TALLAHASSEE, Fla. (AP) — The Seminole Tribe of Florida on Tuesday moved to appeal a federal judge’s decision to block its deal with the state to expand gambling and online sports betting throughout Florida.
In a ruling late Monday, U.S. District Court Judge Dabney Friedrich found that the multibillion dollar agreement between the state and tribe allowing online betting violated a federal rule that requires a person to be physically on tribal land when wagering. The lawsuit, filed by non-Indian casino owners in Florida, challenged the approval of the agreement by the U.S. Department of the Interior, which oversees tribal gambling operations.
The state and tribe had argued that because the computer servers processing the bets would be on tribal lands, bettors could wager from their phone or kiosks at race tracks and non-Indian casinos anywhere in the state and meet the federal standard.
Judge Friedrich, in her ruling, called that a “fiction,” writing “When a federal statute authorizes an activity only at specific locations, parties may not evade that limitation by ‘deeming’ their activity to occur where it, as a factual matter, does not.”
The tribe had begun taking bets Nov. 1, making Florida for a time the latest state to legalize sports gambling since a 2018 Supreme Court ruling. It lifted a federal ban on such wagering outside Nevada and a few other states.
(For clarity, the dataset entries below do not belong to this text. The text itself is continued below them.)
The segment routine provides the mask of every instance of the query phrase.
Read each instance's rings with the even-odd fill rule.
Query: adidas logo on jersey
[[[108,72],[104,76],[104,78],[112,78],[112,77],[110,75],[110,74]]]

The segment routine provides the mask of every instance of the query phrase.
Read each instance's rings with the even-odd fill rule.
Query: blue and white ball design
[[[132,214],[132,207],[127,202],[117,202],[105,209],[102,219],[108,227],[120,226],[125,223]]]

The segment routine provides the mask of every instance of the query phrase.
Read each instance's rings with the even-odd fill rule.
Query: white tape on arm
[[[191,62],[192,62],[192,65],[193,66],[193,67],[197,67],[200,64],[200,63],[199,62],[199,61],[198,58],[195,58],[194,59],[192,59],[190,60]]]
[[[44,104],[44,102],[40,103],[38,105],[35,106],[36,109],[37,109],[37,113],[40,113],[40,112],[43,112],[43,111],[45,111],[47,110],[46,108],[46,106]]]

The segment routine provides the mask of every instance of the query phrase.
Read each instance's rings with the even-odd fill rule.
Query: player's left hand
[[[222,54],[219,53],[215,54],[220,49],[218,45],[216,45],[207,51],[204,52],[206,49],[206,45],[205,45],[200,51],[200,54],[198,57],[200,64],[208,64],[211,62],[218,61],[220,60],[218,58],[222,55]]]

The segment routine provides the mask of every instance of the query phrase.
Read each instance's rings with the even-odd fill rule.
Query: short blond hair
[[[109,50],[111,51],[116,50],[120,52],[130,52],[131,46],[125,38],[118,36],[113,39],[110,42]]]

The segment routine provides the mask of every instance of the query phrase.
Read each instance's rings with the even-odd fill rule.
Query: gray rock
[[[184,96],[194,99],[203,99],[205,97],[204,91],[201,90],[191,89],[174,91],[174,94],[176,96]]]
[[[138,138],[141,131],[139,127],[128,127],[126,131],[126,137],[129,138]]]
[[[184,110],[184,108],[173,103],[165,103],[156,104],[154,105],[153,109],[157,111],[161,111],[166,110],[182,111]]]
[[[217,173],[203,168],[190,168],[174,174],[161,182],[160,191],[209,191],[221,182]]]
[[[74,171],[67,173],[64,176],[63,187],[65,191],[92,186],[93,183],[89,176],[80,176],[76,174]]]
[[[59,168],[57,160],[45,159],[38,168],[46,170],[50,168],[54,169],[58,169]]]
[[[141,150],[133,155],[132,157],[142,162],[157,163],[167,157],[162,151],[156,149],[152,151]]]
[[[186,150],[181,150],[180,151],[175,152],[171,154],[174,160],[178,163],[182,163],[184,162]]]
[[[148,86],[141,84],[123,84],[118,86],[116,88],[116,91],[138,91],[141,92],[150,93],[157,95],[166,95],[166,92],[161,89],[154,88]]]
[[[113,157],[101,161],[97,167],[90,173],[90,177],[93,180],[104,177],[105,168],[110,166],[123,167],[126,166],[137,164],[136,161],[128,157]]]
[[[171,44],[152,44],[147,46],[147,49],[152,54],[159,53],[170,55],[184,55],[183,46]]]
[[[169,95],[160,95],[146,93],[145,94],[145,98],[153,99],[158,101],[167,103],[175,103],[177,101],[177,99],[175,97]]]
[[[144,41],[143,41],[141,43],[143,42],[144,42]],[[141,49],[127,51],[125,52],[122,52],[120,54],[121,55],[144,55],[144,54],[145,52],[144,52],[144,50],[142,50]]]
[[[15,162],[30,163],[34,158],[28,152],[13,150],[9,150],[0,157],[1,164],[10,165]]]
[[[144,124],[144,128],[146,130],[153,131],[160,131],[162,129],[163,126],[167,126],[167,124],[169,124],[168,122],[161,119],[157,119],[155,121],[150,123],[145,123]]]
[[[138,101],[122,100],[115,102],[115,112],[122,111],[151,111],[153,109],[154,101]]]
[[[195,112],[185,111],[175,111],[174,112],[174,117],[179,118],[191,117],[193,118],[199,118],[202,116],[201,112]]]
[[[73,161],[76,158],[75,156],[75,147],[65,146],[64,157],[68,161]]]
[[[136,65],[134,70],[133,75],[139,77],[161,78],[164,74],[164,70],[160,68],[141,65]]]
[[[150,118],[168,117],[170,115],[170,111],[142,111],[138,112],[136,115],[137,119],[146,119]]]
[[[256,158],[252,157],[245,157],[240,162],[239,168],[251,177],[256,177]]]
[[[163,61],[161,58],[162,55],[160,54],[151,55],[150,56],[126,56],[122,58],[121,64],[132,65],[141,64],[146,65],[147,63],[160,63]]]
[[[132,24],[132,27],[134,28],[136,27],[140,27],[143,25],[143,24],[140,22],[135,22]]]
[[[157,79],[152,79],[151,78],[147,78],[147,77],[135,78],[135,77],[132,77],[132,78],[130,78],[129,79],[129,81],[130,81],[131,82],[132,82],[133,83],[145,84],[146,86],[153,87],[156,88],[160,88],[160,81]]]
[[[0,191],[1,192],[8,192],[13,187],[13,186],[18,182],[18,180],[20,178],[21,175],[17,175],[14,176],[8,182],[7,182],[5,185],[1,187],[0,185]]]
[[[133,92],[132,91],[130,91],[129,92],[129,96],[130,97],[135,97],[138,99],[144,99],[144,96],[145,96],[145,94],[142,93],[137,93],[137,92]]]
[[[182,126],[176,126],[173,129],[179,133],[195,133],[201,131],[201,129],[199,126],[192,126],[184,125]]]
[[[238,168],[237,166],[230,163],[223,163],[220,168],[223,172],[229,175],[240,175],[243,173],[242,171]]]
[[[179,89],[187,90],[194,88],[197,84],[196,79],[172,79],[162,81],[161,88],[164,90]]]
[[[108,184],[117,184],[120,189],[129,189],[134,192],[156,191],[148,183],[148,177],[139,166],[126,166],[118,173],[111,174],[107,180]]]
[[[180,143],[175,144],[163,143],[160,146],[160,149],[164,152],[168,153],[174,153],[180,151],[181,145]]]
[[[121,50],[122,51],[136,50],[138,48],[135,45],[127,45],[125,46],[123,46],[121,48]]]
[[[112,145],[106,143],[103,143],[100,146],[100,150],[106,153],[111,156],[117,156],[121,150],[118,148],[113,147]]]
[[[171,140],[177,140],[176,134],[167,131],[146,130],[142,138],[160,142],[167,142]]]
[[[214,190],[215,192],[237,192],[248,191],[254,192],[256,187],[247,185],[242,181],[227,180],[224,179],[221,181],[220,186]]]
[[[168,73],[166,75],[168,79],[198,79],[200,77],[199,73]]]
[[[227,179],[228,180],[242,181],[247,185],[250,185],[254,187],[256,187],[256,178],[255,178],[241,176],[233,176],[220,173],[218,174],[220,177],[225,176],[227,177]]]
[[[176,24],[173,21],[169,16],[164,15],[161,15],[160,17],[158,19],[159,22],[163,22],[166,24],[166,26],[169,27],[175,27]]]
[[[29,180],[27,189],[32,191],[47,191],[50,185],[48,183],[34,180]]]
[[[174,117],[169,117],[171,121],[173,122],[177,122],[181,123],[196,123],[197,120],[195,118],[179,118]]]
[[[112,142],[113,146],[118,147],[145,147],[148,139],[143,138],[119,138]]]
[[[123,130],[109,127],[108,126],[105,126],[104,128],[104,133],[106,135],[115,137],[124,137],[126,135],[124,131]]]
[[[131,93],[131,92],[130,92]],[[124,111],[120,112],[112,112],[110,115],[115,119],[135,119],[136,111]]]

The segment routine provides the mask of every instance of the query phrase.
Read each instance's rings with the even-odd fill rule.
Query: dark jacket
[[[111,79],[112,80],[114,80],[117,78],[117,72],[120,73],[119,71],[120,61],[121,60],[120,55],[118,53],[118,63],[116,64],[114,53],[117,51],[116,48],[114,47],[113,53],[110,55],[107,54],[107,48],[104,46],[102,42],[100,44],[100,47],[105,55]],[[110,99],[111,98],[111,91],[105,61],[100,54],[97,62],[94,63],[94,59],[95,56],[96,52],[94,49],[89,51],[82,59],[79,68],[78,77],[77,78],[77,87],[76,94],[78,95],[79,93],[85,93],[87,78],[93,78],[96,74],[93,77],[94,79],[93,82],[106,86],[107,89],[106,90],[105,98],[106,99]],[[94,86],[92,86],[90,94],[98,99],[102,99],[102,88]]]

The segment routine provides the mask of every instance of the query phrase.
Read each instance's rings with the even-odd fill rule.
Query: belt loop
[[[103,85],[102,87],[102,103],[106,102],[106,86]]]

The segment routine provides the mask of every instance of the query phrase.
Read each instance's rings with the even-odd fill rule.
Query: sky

Today, about half the states and the District of Columbia have legalized betting on sports in some form.
The judge, who was appointed to the District of Columbia Circuit Court in 2017 by former President Donald Trump, also noted that a 2018 state constitutional amendment passed overwhelmingly by voters requires any expansion of gambling outside of tribal lands be approved by voters.
The judge’s decision also blocks the tribe from adding roulette and craps to its Florida casinos — which may have allowed non-Indian casinos to do the same.
Republican Florida Gov. Ron DeSantis had worked out the compact with the tribe earlier this year and the GOP-controlled legislature approved it soon after, with the state potentially receiving $20 billion over the next 30 years.
Critics of the deal cheered its rejection, arguing that the compact also violates a constitutional requirement that prevents the expansion of gambling outside of tribal lands without voter approval. Miami billionaire Norman Braman, who has led a years-long battle against expanded gambling in Florida, called the decision a “big win for our community and our state.”
He said the compact’s ultimate goal wasn’t just to allow sports wagering, but to allow casinos to open in Miami Beach, downtown Miami, Trump’s golf resort near Miami and elsewhere throughout the state. He said that would harm the state’s quality of life, increase crime and turn some of its cities into another Las Vegas.
“This is not what the state of Florida is,” Braman said. “We are growing here. People are coming here to our state and our community. We are developing a high-tech industry here. Casino gambling and an extension of gambling is not what this community is all about.”